If you suspect a leak, use the profiler. The net/http/pprof package exposes profiling endpoints. You can query the heap profile to see which allocations are growing.

go tool pprof -top http://localhost:6060/debug/pprof/heap

The output lists functions by memory usage. Look for functions that allocate memory and are called frequently. If a function allocates memory that is never freed, it appears at the top of the list.

Goroutine leaks show up in the goroutine profile.

go tool pprof -top http://localhost:6060/debug/pprof/goroutine

This lists goroutines by stack trace. If you see thousands of goroutines stuck on a channel receive, you have a goroutine leak.

Common runtime errors can hint at leaks. If you forget to import a package, the compiler rejects the program with undefined: pkg. If you import a package and don't use it, you get imported and not used. These are compile-time errors. Leaks are runtime issues.

A common panic is runtime error: all goroutines are asleep - deadlock!. This happens when the main goroutine exits while other goroutines are blocked. The runtime detects that no progress is possible. This is not a leak; it's a crash. A leak is silent. The program runs, but memory grows.

Convention aside: gofmt is mandatory. Don't argue about indentation. Let the tool decide. Most editors run it on save. Consistent formatting makes code easier to read. When you read code to find a leak, clear formatting helps you spot the logic error.

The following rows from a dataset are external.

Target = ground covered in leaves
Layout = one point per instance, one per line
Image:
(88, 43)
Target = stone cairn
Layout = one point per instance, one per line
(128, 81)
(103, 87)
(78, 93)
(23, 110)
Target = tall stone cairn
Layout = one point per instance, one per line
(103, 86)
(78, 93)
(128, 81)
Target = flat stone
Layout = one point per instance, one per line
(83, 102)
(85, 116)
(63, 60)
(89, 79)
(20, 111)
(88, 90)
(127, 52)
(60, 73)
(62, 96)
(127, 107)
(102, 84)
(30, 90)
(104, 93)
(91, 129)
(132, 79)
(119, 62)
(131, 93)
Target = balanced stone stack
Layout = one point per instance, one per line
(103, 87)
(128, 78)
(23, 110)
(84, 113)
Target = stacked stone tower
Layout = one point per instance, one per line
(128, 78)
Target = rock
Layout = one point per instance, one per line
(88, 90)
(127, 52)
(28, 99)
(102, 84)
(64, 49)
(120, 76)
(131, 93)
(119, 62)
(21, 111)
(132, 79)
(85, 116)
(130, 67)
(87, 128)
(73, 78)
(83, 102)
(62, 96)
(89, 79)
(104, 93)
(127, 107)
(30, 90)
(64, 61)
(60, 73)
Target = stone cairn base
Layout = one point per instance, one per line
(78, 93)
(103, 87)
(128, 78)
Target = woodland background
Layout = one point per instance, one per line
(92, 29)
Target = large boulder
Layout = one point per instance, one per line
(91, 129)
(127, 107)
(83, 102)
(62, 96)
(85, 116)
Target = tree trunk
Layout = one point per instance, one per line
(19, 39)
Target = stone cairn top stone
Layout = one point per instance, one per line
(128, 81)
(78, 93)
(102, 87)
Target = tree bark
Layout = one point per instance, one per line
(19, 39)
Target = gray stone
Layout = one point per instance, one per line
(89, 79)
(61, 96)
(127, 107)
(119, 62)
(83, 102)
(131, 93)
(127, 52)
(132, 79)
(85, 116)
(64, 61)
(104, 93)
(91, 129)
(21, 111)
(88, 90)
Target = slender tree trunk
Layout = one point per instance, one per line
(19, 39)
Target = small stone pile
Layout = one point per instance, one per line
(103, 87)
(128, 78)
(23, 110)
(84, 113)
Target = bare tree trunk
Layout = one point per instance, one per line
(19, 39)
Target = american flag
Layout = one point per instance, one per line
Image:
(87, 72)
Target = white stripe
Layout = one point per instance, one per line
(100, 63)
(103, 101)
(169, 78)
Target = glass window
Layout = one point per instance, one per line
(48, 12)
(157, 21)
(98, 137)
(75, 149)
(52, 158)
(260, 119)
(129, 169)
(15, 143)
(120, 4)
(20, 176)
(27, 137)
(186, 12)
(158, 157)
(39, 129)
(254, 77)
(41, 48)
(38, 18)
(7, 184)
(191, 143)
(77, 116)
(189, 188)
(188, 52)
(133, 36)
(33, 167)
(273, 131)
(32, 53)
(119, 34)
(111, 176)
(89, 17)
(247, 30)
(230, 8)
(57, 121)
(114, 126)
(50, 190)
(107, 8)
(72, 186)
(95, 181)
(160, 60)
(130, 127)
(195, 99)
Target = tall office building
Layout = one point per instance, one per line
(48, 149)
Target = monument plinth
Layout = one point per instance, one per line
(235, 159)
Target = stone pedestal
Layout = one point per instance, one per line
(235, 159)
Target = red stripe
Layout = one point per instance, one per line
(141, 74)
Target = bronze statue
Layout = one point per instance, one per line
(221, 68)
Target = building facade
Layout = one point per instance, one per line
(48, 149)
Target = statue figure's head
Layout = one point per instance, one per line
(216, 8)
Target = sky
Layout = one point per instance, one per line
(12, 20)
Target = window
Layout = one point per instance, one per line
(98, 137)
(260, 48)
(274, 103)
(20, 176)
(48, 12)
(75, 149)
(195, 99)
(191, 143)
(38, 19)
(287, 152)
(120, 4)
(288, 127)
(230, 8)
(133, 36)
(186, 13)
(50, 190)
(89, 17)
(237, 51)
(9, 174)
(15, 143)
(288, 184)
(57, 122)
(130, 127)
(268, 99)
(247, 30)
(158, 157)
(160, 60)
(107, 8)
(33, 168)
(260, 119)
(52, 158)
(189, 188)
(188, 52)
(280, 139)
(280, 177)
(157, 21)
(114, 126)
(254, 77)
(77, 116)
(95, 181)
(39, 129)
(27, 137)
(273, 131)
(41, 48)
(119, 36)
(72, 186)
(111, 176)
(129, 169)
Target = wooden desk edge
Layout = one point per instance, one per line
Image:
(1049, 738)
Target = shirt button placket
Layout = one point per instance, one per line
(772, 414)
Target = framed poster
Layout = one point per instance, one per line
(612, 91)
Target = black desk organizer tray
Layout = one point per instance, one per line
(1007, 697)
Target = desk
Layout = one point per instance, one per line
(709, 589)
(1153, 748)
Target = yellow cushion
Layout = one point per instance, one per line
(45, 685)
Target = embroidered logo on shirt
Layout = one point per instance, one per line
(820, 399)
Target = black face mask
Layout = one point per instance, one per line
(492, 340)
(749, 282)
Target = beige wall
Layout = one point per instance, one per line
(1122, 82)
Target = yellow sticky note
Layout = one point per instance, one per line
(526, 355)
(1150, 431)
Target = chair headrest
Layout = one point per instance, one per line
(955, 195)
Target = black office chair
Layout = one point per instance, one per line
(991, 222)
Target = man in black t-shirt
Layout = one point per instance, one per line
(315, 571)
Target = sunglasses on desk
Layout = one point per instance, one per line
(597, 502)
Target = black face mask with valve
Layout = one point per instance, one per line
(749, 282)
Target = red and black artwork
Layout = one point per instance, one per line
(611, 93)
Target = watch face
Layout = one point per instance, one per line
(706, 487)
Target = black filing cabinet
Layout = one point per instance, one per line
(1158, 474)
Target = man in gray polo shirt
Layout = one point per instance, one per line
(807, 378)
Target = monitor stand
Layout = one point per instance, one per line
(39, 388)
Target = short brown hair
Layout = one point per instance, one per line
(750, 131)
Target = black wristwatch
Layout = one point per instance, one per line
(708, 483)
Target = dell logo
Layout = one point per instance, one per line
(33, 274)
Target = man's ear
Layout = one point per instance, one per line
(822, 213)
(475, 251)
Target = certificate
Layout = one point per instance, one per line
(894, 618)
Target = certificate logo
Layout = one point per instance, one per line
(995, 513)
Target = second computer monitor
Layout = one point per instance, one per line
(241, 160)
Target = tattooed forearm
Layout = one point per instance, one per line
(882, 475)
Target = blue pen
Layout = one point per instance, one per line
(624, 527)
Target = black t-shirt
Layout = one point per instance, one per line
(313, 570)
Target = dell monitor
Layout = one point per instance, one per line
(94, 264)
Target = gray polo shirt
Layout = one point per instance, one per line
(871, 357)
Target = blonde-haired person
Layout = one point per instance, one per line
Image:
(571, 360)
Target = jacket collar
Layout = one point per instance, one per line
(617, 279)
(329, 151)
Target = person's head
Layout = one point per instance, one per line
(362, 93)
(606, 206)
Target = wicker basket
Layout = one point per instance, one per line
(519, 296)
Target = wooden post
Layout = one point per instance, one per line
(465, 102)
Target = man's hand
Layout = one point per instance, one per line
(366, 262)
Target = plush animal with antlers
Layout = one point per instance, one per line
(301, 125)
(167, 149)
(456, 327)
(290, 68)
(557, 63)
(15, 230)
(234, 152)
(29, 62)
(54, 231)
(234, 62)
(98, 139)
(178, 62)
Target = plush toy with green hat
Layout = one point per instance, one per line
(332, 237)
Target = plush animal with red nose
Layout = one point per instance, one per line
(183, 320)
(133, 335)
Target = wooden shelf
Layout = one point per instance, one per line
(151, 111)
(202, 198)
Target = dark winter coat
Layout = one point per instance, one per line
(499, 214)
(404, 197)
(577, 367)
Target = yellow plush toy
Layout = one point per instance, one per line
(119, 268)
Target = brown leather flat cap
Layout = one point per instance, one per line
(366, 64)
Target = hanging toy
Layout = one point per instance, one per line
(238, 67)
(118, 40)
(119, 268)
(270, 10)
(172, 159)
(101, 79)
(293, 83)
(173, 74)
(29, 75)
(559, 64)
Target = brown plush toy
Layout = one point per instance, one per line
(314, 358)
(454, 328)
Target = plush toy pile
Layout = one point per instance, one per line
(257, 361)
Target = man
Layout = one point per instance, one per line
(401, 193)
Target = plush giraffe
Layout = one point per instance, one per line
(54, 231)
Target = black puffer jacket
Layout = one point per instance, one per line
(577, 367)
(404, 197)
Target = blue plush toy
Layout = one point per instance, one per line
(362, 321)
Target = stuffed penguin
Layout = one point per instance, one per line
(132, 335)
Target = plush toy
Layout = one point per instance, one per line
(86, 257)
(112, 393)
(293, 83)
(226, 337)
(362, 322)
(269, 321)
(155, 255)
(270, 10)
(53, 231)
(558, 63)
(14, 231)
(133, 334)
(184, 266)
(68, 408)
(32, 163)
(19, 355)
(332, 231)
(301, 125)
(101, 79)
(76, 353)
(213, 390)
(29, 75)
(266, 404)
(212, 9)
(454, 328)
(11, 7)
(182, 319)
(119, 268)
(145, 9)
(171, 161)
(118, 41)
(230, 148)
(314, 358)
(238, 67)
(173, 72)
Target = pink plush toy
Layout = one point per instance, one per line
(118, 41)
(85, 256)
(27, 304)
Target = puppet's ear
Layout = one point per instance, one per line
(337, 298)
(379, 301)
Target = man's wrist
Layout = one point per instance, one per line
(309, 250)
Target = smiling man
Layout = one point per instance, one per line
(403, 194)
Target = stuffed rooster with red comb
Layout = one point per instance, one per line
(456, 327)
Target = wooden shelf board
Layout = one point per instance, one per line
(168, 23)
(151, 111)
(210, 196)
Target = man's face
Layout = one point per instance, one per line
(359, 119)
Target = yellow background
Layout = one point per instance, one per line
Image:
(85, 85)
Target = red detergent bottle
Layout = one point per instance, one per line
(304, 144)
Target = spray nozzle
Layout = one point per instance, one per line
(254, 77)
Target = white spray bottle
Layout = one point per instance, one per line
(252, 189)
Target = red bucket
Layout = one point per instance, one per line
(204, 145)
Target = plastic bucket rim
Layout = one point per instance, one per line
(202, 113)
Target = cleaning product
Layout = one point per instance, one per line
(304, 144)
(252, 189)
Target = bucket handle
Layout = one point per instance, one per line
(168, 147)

Another convention: if err != nil { return err } is verbose by design. The community accepts the boilerplate because it makes the unhappy path visible. When debugging a leak, check error returns. A failed operation might leave a resource open.

Decision matrix

Use a buffered channel when you need to decouple producers and consumers without blocking. A buffer allows sends to succeed even if no receiver is ready. This prevents goroutines from blocking on sends.

Use time.AfterFunc when you need a one-shot callback and want to avoid manual cleanup. It runs a function and handles the timer lifecycle.

Use a fixed-size array or a ring buffer when you need bounded memory for a log or queue. Arrays have a fixed capacity. They cannot grow. This prevents unbounded memory usage.

Use context.WithTimeout when you need to cancel a goroutine after a deadline. The context signals cancellation. The goroutine checks the context and exits.

Use delete on a map when a key is no longer relevant. Removing keys prevents the map from growing indefinitely. Implement an eviction policy to keep the map size bounded.

Use slice = nil when you need to release the underlying array of a long-lived slice. Setting the slice to nil drops the reference. The garbage collector reclaims the memory.

Use a worker pool when you need bounded concurrency to protect a downstream service. A pool limits the number of active goroutines. This prevents spawning too many goroutines and leaking stacks.

Use plain sequential code when you don't need concurrency. The simplest thing that works is usually the right thing. Concurrency adds complexity. Complexity hides leaks.